Results of prior studies demonstrated the potential role of green space in offsetting these stressors. Specifically, residents in neighborhoods with more greenery appeared to experience less stress and improvement in perceived mental health, and adolescents appeared to exhibit decreased aggression linked to greater neighborhood green space.
Franklin and colleagues aimed to examine the effects of several environmental factors, including artificial light at night (ALAN), near-roadway air pollution (NRP), noise and green space, on self-reported stress among 2,290 children living in eight densely populated urban communities in southern California. They linked exposures of ALAN according to satellite observations, NRP according to a dispersion model, noise estimated according to the U.S. Traffic Noise Model and green space according to satellite observations of the enhanced vegetation index to the geocoded residence of each participant. Further, they used the four-item Perceived Stress Scale (PSS-4), with higher scores on a scale of zero to 16 indicating greater perceived stress, to assess children’s stress at ages 13 to 14 years and 15 to 16 years.

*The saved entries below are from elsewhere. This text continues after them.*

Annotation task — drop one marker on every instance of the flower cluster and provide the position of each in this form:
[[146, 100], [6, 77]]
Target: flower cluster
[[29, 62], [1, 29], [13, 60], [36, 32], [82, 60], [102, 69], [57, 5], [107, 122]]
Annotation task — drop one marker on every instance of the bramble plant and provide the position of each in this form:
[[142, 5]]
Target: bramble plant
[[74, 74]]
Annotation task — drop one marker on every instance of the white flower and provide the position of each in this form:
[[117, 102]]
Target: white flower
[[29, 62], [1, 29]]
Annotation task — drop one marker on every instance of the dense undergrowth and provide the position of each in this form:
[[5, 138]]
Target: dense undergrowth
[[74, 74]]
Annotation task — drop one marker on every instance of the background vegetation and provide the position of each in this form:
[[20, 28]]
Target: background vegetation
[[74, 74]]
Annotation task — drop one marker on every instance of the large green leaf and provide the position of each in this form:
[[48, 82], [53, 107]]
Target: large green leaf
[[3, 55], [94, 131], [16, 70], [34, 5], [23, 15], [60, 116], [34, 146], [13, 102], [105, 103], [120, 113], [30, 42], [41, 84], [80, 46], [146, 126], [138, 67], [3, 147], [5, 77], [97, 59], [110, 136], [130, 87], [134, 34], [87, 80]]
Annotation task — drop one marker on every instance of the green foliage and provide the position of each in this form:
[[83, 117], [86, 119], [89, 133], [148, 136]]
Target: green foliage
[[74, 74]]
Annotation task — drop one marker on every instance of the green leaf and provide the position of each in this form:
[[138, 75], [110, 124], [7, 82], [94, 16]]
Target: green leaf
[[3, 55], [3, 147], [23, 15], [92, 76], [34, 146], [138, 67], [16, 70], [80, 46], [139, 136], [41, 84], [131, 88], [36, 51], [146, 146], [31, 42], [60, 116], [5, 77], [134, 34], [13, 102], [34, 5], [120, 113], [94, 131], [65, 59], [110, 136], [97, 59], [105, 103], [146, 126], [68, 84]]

Results showed significantly higher perceived stress among girls vs. boys according to PSS-4 scores. As age increased, the mean PSS-4 score rose from 5.6 to 6 among girls but decreased among boys from 5 to 4.7. Secondhand smoke exposure in the home was linked to a 0.85 (95% CI, 0.46-1.24) increase in PSS-4 score, according to multivariate mixed-effects models that examined multiple exposures. An interquartile range (IQR) increase in ALAN was linked to a 0.57 (95% CI, 0.05-1.09) unit increase in PSS-4 score, as well as a 0.16 score increase per IQR increase of NRP (95% CI, 0.02-0.3) and a 0.24 score decrease per IQR increase of the enhanced vegetation index (95% CI, 0.45 to 0.04). Individuals living in households that earned less than $48,000 per year exhibited significantly increased stress levels per IQR ALAN increase. The researchers noted that sleep duration partially mediated the links between stress and both ALAN (18%) and enhanced vegetation index (17%).
“The confluence of ALAN, NRP, noise and a lack of green space in neighborhoods of Southern California were found to be significantly associated with increased self-reported psychosocial stress in children,” Franklin and colleagues wrote. “Advocating for increased green space and reduced traffic could serve as useful interventions that may have lasting improvements on child mental health.”